Deuxième crainte, les exportations de bovins et de porcs du Canada : le document d’évaluation regrette que les quotas d’exportation soient augmentés dans ces domaines, qui sont en crise en Europe. Surtout, il rappelle que le Canada accepte le recours aux OGM, aux hormones et aux antibiotiques et permet de nourrir les troupeaux avec des farines animales. Aux critiques portant sur ces points, le gouvernement français a longtemps répondu que toutes les importations canadiennes devraient nécessairement se conformer au droit européen. En réalité, il n’en est rien si la clause n’est pas prévue dans le traité. Or, le CETA prévoit bien au Canada la création d’une filière spécifique d’exportation vers l’Europe de viande sans hormones (il restera à maitriser le risque de fraude) mais ne prévoit rien sur le reste. Le risque est alors que le CETA serve de modèle négatif à d’autres traités commerciaux : là où l’on aurait attendu qu’il contribue à la « transition écologique » de l’agriculture, il œuvre dans le sens inverse.

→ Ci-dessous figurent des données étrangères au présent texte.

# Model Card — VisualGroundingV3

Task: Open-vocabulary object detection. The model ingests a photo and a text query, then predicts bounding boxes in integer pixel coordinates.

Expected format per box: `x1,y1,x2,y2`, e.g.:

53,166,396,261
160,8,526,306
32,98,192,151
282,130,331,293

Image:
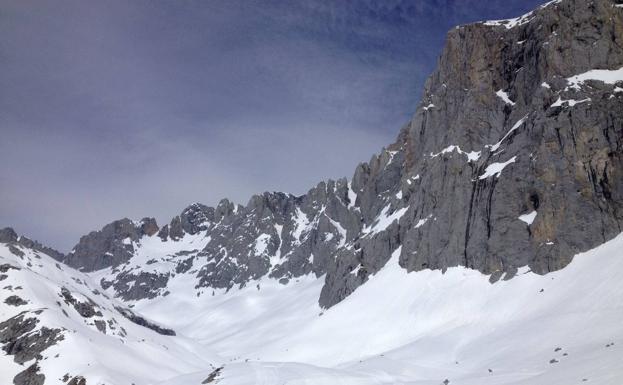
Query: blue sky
0,0,546,250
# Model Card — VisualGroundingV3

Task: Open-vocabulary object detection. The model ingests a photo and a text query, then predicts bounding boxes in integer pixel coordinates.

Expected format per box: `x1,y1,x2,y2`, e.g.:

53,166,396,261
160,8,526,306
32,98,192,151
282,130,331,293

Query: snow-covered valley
2,231,623,384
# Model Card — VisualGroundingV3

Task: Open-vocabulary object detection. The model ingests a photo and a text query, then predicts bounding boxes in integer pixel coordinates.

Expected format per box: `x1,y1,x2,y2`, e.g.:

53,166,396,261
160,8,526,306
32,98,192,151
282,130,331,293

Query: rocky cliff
60,0,623,308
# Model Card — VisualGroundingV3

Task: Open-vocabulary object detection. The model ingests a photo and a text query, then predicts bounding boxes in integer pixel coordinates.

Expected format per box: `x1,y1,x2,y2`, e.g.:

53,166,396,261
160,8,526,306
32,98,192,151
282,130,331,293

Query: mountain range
1,0,623,384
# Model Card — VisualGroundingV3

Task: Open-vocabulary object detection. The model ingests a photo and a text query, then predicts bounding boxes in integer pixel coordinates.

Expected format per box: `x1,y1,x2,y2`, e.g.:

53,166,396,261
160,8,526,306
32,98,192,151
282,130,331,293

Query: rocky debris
0,312,64,364
13,362,45,385
4,295,28,306
114,307,176,336
201,366,223,384
59,287,102,318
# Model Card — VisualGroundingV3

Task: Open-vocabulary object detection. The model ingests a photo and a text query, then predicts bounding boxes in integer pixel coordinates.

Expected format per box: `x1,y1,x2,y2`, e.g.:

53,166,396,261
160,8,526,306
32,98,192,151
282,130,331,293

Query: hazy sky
0,0,545,251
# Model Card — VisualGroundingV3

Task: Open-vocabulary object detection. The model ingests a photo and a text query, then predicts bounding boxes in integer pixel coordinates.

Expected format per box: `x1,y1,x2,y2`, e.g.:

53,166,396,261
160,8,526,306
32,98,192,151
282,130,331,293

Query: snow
406,175,419,185
395,190,403,199
479,156,517,179
482,0,560,29
254,233,271,256
496,89,516,105
566,67,623,89
292,207,311,244
414,214,433,229
328,218,347,247
489,114,529,152
423,103,435,111
155,232,623,384
431,145,481,162
363,205,409,235
483,14,534,29
518,210,537,225
4,226,623,384
551,97,591,107
347,181,358,209
541,82,551,89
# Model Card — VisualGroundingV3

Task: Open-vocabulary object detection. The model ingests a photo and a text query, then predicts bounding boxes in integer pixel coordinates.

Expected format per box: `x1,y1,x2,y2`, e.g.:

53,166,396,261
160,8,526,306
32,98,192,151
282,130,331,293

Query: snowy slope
131,235,623,385
4,231,622,384
0,242,222,385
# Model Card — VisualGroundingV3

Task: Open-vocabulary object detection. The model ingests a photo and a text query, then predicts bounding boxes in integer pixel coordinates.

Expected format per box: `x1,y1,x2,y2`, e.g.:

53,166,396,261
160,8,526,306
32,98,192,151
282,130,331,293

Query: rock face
62,0,623,308
63,218,158,271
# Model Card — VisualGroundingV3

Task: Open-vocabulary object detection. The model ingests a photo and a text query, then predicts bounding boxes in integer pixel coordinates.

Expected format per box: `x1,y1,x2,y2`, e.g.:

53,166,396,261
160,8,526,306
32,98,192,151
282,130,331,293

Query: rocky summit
1,1,623,384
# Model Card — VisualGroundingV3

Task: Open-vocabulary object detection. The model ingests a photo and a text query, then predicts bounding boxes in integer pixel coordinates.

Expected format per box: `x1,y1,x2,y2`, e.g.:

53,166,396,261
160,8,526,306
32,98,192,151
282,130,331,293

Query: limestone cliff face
62,0,623,308
322,0,623,307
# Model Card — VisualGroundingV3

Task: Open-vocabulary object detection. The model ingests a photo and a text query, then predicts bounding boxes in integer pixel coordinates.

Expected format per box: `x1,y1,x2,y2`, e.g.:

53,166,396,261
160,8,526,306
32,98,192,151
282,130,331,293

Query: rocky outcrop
0,312,64,364
63,218,159,271
321,0,623,306
57,0,623,307
114,307,176,336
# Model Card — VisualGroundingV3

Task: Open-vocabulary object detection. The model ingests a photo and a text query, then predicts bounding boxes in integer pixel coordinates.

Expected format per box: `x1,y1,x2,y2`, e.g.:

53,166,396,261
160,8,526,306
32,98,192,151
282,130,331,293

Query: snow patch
479,156,517,179
496,89,516,105
551,97,591,107
363,205,409,235
489,114,529,152
566,67,623,90
518,211,537,225
431,145,481,162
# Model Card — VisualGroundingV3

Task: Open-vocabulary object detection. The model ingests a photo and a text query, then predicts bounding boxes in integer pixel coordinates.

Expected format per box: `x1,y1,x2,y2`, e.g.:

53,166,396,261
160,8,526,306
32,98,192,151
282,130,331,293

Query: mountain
1,0,623,384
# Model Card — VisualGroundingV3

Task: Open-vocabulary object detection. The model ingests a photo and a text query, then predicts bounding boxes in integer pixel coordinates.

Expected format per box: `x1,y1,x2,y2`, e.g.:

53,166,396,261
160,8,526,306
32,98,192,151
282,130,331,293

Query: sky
0,0,546,251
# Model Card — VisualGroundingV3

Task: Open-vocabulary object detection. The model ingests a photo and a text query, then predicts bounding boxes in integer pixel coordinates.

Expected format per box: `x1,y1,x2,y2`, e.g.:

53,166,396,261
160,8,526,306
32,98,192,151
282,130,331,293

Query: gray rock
0,227,18,243
0,312,64,364
114,306,175,336
4,295,28,307
13,362,44,385
64,218,159,271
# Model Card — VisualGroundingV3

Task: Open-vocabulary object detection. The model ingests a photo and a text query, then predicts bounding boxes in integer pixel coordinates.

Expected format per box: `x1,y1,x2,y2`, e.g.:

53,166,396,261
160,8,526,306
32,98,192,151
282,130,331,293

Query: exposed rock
0,227,18,243
114,307,176,336
59,287,102,318
0,312,64,364
13,362,44,385
67,376,87,385
4,295,28,306
17,236,65,262
0,264,20,273
103,271,169,301
64,218,159,271
8,245,24,258
201,366,223,384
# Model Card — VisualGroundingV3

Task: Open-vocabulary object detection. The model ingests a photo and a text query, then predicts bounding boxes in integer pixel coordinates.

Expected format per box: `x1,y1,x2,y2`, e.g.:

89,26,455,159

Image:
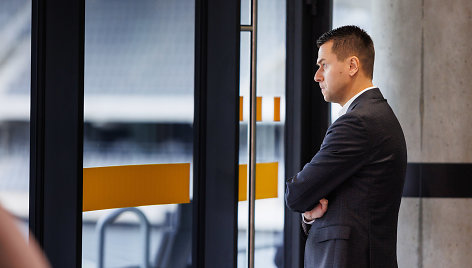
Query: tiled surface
371,0,423,163
371,0,472,163
397,198,420,268
398,198,472,268
422,0,472,162
422,198,472,268
369,2,472,266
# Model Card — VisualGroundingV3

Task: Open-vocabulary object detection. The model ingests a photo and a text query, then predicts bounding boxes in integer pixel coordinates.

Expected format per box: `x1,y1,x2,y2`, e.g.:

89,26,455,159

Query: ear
348,56,360,77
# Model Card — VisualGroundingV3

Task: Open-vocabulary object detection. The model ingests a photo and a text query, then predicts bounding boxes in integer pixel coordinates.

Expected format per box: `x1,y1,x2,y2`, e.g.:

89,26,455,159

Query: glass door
82,0,195,267
0,0,31,234
238,0,286,267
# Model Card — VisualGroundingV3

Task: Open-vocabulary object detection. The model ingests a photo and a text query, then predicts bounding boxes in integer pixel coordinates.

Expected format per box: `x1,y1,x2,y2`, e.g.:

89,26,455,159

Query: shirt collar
337,86,376,118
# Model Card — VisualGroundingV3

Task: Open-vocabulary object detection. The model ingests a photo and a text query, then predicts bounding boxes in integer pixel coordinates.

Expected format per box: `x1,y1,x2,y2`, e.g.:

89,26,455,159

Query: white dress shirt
337,86,376,118
302,86,376,225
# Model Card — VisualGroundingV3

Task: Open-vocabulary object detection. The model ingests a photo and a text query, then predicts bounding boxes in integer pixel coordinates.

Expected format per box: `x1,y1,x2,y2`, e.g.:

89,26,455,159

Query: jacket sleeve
285,113,370,213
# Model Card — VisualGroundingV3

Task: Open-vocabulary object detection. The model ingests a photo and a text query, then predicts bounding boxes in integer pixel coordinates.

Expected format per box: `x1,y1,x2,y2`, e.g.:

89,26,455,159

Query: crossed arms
285,113,369,220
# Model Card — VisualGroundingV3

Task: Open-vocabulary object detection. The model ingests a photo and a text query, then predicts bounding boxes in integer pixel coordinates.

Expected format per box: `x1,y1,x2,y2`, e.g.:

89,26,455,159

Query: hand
303,198,328,222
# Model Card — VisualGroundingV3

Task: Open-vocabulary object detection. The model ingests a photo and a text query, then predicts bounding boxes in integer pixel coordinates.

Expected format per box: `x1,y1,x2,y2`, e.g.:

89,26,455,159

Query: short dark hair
316,25,375,79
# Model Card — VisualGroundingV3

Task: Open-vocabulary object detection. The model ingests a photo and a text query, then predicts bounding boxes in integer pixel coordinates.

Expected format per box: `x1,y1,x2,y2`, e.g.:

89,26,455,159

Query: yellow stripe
239,162,278,201
240,96,243,121
84,162,278,211
274,97,280,122
256,96,262,122
83,163,190,211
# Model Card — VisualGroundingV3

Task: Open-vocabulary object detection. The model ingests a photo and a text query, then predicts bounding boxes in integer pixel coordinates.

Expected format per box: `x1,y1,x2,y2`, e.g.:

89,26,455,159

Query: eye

 Enfin, les chapitres du traité sur l’environnement n’ont aucune force contraignante alors que qu’ils auraient pu permettre d’interdire certaines pratiques (subventions aux énergies fossiles, investissements néfastes) et le climat est le grand absent : rien n’est prévu pour limiter les émissions supplémentaires de GES liées à l’accord ni pour inciter à recourir à des technologies moins émettrices en carbone.

Corriger le tir ? Modifier les accords commerciaux de l’Union ?  Les chances sont faibles

 La mission d’évaluation du CETA a incité les pouvoirs publics français à suivre très attentivement l’application concrète de l’accord ; à publier un document interprétatif précisant le sens et la portée de certaines clauses dans le domaine de la santé et de l’environnement ; à instaurer un étiquetage précis et complet sur les modes de production de la viande vendue ; à introduire enfin dans le CETA un « veto climatique » déclenché par les signataires et opposable à toute entreprise qui se plaindrait d’une réglementation destinée à protéger le climat. Il demandait surtout que les futurs accords de l’Union intègrent désormais les préoccupations environnementales et climatiques. En veillant à restaurer une meilleure transparence et à élargir la collaboration aux aspects plus qualitatifs qui pèsent sur le commerce, le rapport d’évaluation respectait pleinement l’esprit des accords de 2e génération : le but ultime n’est pas seulement d’échanger des biens et services mais de progresser ensemble vers une concurrence plus loyale.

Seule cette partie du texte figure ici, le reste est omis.